Not that Frederick Douglass on the Fourth of July

Most people do know -- or should know -- about Douglass's "What to the American Slave is the Fourth of July" speech, given at the invitation of the Rochester Ladies' Antislavery Society to their 5 July 1852 meeting.  If 1852 was bad, two years into life with the Fugitive Slave Act, March 1857 brought the Dred Scot decision, which said that African Americans were "beings of an inferior order, and altogether unfit to associate with the white race, either in social or political relations, and so far inferior that they had no rights which the white man was bound to respect." 

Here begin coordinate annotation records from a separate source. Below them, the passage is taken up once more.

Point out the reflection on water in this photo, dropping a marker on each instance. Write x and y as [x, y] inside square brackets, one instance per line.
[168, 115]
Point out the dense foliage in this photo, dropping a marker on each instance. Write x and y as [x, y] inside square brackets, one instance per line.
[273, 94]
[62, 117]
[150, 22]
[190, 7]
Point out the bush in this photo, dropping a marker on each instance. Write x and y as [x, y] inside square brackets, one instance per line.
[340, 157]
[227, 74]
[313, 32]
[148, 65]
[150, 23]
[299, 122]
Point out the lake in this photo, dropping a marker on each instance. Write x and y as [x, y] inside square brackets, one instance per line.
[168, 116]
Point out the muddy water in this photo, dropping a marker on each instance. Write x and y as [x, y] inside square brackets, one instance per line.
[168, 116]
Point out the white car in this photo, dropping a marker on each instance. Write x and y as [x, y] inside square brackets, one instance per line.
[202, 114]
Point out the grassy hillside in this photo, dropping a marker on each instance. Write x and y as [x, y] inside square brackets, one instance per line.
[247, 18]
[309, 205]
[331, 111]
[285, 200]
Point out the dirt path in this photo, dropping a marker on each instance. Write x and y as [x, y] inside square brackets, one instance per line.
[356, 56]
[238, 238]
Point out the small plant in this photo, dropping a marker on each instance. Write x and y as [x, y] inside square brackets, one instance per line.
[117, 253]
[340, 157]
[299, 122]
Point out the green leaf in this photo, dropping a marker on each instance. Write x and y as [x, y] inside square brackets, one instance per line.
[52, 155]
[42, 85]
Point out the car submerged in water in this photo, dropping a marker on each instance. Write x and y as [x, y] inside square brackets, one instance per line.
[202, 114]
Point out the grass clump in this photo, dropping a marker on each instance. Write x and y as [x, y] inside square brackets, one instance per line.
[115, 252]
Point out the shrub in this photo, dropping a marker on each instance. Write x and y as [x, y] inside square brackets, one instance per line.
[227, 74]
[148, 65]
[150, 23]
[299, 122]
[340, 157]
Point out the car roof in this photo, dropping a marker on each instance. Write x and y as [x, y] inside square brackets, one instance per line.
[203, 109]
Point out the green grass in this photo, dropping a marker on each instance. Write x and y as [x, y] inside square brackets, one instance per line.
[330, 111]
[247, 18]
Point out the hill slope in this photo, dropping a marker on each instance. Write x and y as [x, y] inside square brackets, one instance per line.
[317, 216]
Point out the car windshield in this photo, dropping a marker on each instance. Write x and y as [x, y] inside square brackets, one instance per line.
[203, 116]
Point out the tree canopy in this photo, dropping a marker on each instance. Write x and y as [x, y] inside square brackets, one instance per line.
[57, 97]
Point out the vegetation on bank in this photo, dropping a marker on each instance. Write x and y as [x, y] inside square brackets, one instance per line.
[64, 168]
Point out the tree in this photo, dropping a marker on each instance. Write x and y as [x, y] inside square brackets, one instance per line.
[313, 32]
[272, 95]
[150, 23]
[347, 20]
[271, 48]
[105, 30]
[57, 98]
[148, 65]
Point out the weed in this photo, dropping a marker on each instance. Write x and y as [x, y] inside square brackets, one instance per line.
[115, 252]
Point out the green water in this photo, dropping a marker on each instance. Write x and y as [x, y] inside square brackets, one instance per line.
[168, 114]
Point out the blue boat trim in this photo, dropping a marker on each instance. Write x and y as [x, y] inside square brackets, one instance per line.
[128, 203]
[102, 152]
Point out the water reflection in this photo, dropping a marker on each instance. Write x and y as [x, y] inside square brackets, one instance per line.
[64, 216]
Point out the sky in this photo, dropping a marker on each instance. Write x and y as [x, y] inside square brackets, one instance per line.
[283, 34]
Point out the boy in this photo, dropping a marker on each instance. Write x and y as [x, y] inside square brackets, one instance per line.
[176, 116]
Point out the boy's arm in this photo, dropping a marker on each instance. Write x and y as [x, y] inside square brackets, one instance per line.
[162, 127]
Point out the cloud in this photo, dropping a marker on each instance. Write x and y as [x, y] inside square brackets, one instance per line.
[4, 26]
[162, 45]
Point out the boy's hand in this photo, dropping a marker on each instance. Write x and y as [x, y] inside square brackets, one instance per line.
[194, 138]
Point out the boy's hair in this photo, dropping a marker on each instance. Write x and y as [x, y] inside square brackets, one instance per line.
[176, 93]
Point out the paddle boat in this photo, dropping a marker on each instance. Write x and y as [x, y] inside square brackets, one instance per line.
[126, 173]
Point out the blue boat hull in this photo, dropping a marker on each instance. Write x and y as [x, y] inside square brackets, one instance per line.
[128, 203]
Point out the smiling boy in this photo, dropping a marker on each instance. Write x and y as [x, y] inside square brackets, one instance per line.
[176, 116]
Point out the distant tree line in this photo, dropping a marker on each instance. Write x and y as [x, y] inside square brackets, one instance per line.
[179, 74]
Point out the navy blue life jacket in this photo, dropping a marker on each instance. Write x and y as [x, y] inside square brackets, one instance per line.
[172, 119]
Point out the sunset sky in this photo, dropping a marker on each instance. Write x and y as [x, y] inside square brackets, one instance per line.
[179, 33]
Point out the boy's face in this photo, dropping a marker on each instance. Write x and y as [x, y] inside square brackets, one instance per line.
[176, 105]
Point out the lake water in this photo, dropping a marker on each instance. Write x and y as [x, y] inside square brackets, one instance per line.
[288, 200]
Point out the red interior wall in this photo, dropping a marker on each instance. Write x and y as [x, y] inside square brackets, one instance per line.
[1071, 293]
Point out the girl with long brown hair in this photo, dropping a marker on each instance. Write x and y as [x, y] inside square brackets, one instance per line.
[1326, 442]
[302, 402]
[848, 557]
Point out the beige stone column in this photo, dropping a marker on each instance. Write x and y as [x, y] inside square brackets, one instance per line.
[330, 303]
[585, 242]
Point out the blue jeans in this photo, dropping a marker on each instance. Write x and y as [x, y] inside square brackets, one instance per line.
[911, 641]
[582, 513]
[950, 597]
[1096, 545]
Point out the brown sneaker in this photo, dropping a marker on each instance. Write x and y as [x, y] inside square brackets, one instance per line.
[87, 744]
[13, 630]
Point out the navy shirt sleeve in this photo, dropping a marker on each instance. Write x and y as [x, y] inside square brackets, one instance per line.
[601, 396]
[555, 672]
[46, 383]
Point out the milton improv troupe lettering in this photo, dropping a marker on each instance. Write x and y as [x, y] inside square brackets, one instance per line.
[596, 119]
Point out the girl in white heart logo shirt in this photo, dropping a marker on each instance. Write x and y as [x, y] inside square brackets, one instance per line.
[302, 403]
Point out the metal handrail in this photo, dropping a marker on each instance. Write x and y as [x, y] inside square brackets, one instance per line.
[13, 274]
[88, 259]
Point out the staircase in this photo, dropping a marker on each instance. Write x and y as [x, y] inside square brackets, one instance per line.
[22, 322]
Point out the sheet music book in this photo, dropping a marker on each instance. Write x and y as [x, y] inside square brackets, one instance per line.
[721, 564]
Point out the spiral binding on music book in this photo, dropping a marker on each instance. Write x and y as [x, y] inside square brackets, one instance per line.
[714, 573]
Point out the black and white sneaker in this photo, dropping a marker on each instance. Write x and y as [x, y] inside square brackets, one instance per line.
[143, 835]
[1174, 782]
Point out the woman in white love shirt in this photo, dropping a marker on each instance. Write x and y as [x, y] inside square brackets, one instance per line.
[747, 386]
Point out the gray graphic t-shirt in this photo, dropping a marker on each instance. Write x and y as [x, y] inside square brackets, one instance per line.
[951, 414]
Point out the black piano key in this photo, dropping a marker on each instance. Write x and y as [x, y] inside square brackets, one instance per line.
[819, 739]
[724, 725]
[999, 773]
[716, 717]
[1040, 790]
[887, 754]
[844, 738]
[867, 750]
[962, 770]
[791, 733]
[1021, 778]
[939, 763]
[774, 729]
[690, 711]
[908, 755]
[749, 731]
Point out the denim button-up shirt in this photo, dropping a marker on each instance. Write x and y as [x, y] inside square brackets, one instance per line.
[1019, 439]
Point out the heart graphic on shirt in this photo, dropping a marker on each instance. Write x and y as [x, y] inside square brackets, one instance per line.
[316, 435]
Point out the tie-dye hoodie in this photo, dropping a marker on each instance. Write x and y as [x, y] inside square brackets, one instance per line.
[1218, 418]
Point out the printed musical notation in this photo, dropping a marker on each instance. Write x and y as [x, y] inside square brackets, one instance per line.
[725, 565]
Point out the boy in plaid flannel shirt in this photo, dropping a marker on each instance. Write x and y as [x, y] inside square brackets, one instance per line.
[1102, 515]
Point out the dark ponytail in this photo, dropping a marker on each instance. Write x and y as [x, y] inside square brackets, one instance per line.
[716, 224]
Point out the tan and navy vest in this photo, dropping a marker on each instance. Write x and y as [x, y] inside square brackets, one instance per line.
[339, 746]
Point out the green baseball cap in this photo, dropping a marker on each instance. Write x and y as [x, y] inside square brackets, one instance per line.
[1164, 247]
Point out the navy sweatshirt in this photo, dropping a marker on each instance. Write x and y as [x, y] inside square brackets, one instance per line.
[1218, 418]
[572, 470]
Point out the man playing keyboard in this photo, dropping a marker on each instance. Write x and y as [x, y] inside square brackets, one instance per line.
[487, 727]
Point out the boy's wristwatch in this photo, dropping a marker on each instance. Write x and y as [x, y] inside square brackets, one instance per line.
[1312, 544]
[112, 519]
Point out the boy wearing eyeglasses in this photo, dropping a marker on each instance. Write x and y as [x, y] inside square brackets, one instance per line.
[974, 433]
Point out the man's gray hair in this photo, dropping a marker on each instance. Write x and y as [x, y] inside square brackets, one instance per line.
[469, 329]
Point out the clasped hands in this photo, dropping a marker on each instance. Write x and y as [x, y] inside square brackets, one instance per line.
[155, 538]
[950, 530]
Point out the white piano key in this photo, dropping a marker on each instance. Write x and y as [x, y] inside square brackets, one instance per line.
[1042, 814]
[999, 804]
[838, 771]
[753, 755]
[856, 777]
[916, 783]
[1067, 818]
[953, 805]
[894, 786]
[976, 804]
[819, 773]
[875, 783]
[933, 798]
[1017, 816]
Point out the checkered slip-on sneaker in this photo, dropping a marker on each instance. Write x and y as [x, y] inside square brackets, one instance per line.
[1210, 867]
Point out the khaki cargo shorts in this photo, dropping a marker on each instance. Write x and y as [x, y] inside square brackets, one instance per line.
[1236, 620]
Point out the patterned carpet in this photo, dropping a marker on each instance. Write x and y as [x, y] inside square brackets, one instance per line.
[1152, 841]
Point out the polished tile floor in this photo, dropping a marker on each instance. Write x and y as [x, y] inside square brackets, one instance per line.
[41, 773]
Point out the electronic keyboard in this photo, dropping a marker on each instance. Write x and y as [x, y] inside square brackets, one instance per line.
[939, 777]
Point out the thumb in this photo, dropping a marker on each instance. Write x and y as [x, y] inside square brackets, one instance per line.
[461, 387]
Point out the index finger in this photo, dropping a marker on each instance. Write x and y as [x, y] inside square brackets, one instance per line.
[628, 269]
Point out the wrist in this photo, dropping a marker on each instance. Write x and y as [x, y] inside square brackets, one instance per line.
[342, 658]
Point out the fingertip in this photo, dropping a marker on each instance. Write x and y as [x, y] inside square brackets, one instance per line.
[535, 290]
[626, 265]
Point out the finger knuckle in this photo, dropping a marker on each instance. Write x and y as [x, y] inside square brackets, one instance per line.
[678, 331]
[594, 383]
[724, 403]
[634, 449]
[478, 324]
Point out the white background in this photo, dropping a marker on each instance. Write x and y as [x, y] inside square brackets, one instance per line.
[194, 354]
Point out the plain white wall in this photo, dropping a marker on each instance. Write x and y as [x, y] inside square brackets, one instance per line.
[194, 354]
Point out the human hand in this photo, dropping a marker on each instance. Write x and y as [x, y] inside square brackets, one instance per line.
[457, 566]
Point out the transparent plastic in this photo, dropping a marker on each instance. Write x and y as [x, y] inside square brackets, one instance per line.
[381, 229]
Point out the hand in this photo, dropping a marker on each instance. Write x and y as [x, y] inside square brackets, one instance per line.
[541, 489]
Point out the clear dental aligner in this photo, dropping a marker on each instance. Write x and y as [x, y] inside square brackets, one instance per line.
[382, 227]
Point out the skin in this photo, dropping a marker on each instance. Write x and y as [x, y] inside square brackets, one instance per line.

This editorial appeared in Frederick Douglass' Paper that year, on 10 July 1857:


THE FOURTH OF JULY.
Judging from the little interest which the return of our national Anniversary excites now-a-days and contrasting it with the magnificent eclat with which it was wont to be celebrated in days gone by, we are somewhat inclined to the opinion that "Freedom's natal day," has well night worn out its welcome. so far as this section of the country is concerned the day fell upon people like a wet, musty, tattered blanket. There was not even the usual number of drunken fights in this locality. this, however may be reasonably attributed to the liquorary action of our last Legislature, rather than to any serious decline in the article of Patriotism. The cities of New York and Detroit have amply compensated for any defection of this kind.
Our New York correspondent [James McCune Smith] thinks that we, the colored people, ought to celebrate this day. Many things can be said in favor, and many things against this opinion. We don't know but that as our white fellow citizens are losing their respect and veneration for the sublime lesson which the day inculcates; as the country appears to be rushing to destruction, with greedy haste, forgetting the illustrious example of our fathers; it were well something could be done to preserve the memory of the eventful day. We would, however so far as we are concerned, feel rather awkward in marching in a procession celebrating the Jubilee, the Anniversary of our country's freedom, when four millions of our brethren still wear the heavy yoke, and the Supreme Court of the Nation solemnly declares they (and we) "have no rights which white men are bound to respect." If our active participation in Fourth of July festivities will tend to a practical exemplification of the theory so eloquently enunciated by our Fathers,  let us celebrate the day with music, and with [illegible]; but if not [illegible] thin our mournful silence will be an expressive rebuke of the inconsistencies of this God-defying nation.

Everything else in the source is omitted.